At least 80 people are dead after a man intentionally drove a truck into Bastille Day revellers in the resort city of Nice, and French President Francois Hollande says the victims include “many children.”

“This attack’s terrorist character cannot be denied,” he said in a speech delivered around 3:30 a.m. local time. “All of France is under threat from Islamic terrorism,” he added.

Hollande said the driver of the truck had been shot and killed, and authorities are working to identify him.

“France was hit on its national day, July 14, a symbol of freedom,” he added. “Because human rights are denied by fanatics, France is their target.”

Hollande said he had mobilized 10,000 military personnel and was calling up all those who had served in the army to help prevent terrorism and patrol the country’s borders.

“Nothing will break our will to fight against terrorism and we will once again strengthen our actions in Syria and Iraq and continue to strike those who are attacking us,” he said.

The president announced a three-month extension of the country’s state of emergency, which he had said – just hours earlier – would end on July 26.

The attack happened around 10:30 p.m., just as tourists and locals were gathered on the city’s famous Promenade des Anglais to watch fireworks over the Mediterranean Sea.

Christian Estrosi, a regional politician, told BFM the truck was loaded with “arms and grenades” and the “the driver fired on the crowd, according to the police who killed him.”

The Paris prosecutor's office said Thursday night that it had opened an investigation for "murder, attempted murder in an organized group linked to a terrorist enterprise."

U.S. President Barack Obama condemned the attack and praised the French for “extraordinary resilience and democratic values that have made France an inspiration to the entire world."

Eyewitness account

Eyewitness Lee Jewell told CTV News Channel she was watching the fireworks at a restaurant with her husband when she saw panicked people running past them.

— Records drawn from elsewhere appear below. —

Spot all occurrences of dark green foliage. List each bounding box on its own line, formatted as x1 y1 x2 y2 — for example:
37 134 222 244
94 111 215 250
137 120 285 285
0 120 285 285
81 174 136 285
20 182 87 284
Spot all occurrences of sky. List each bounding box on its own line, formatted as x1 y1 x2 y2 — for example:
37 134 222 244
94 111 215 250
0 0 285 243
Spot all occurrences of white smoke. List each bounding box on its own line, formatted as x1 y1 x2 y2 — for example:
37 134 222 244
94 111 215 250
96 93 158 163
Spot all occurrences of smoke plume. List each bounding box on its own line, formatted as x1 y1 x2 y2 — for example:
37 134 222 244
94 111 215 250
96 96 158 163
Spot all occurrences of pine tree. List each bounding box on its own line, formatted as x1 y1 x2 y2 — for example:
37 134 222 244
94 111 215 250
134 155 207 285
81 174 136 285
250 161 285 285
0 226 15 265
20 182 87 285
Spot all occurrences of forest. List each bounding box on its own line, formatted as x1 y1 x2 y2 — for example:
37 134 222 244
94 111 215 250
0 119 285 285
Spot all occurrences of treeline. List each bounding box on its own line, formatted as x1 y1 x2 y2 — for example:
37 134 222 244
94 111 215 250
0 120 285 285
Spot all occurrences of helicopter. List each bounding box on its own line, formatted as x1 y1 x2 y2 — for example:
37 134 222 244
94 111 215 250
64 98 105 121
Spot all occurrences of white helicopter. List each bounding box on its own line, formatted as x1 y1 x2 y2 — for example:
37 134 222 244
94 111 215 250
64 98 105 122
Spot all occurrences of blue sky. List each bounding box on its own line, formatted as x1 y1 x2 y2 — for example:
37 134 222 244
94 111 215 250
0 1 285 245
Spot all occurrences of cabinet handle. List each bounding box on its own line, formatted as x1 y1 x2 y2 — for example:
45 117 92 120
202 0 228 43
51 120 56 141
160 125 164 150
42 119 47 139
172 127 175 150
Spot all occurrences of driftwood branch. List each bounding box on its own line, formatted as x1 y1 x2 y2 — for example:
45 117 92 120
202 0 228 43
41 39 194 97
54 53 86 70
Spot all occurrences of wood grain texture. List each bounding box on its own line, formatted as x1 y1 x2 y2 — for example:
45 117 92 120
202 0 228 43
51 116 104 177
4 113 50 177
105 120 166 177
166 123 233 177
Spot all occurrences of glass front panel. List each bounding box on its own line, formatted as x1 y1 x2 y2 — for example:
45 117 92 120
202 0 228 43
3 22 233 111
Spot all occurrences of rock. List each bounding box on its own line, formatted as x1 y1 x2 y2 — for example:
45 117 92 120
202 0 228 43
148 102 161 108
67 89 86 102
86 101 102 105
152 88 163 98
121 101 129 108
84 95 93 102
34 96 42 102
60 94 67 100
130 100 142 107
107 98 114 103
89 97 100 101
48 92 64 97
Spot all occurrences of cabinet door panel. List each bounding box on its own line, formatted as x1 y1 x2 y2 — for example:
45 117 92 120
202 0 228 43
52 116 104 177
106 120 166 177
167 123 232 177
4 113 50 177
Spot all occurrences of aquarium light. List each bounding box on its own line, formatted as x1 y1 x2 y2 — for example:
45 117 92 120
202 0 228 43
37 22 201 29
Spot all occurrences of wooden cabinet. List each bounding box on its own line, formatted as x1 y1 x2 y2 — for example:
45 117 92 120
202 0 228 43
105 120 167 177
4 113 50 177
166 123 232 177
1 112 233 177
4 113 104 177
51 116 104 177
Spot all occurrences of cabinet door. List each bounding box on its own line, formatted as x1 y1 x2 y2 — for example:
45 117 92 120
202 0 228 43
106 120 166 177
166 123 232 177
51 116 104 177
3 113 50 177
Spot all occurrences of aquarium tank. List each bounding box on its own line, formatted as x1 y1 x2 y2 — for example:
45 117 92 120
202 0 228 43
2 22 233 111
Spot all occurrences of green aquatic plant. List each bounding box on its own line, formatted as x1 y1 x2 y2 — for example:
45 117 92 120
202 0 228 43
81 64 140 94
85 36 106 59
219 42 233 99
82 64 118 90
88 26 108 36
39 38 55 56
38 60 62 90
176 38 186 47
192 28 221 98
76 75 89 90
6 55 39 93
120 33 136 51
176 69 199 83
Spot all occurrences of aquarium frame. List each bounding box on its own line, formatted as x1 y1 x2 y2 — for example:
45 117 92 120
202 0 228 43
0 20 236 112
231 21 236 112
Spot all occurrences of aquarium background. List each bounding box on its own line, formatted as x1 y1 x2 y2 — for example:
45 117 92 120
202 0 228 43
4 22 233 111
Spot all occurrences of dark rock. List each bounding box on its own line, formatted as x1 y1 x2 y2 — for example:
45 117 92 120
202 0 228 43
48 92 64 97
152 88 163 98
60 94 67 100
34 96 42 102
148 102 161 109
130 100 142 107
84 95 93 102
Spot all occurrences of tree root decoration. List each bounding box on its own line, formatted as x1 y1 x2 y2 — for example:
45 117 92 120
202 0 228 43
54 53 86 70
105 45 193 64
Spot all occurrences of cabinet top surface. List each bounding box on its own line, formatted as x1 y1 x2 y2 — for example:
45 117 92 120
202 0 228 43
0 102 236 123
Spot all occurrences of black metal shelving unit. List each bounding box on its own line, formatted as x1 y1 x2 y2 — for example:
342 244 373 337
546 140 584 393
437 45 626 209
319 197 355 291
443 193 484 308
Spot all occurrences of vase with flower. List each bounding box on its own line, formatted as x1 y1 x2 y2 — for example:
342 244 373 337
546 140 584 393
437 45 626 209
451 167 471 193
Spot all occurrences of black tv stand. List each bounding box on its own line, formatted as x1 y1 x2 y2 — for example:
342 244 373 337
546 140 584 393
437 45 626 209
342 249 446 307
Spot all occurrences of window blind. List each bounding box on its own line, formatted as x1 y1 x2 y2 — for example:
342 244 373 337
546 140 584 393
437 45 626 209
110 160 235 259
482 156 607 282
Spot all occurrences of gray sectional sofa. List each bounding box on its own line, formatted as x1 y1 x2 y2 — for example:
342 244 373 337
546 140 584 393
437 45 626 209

Jewell said she then saw a white delivery-style truck rolling down the promenade, which had been closed to traffic.

Jewell said two people running alongside the truck appeared to be dressed in “military type clothing.” She found that “suspicious.”

When gunfire rang out, she and her husband hid behind a car.

Jewell said she did not see the truck plow into the pedestrians, but in their rush back to their hotel, they witnessed “no (fewer) than 30 dead bodies covered with sheets in the street.”

“There were people running up with blood streaming from their arms and knees from injuries,” she said. Police were administering first aid. She saw one “step aside to vomit.”

Jewell added that security had seemed extensive earlier in the evening. They saw one man stopped so that authorities could search his backpack.

Grace Ann Morrow was walking home from the fireworks when she started hearing screams and saw “hordes of people erupting from the street screaming bloody murder.”

“Hundreds of people were running, pushing, moms carrying their children, kids crying, people looking around, some people just standing there,” Morrow told CTV News Channel.

Morrow ran against the crowd. When she saw military personnel lining up, she realized she should “probably start running (the other way) because there’s something awful going on.”

Canadian travel warning

Prime Minister Justin Trudeau tweeted that Canadians are “shocked” by the attack, adding, “Our sympathy is with the victims, and our solidarity with the French people.”

Ottawa was working to confirm whether any Canadians were among the victims.

Foreign Affairs Canada updated its travel advisories late Thursday to say that although there is “no nationwide advisory in effect for France … Canadians should exercise a high degree of caution due to the current elevated threat of terrorism.”

France is “used to this”

Local newspaper reporter Oliver Gee told CTV News Channel that “it’s a real blow” to France, although the country is “getting used” to such attacks.

“It was only last January that there was the Charlie Hebdo attack... then November the tragedy in Paris, so this is just more of the same,” he said.

Gee said that he doesn’t believe the attack will stop French people from going out to watch fireworks, gathering in bars or standing in solidarity with one another.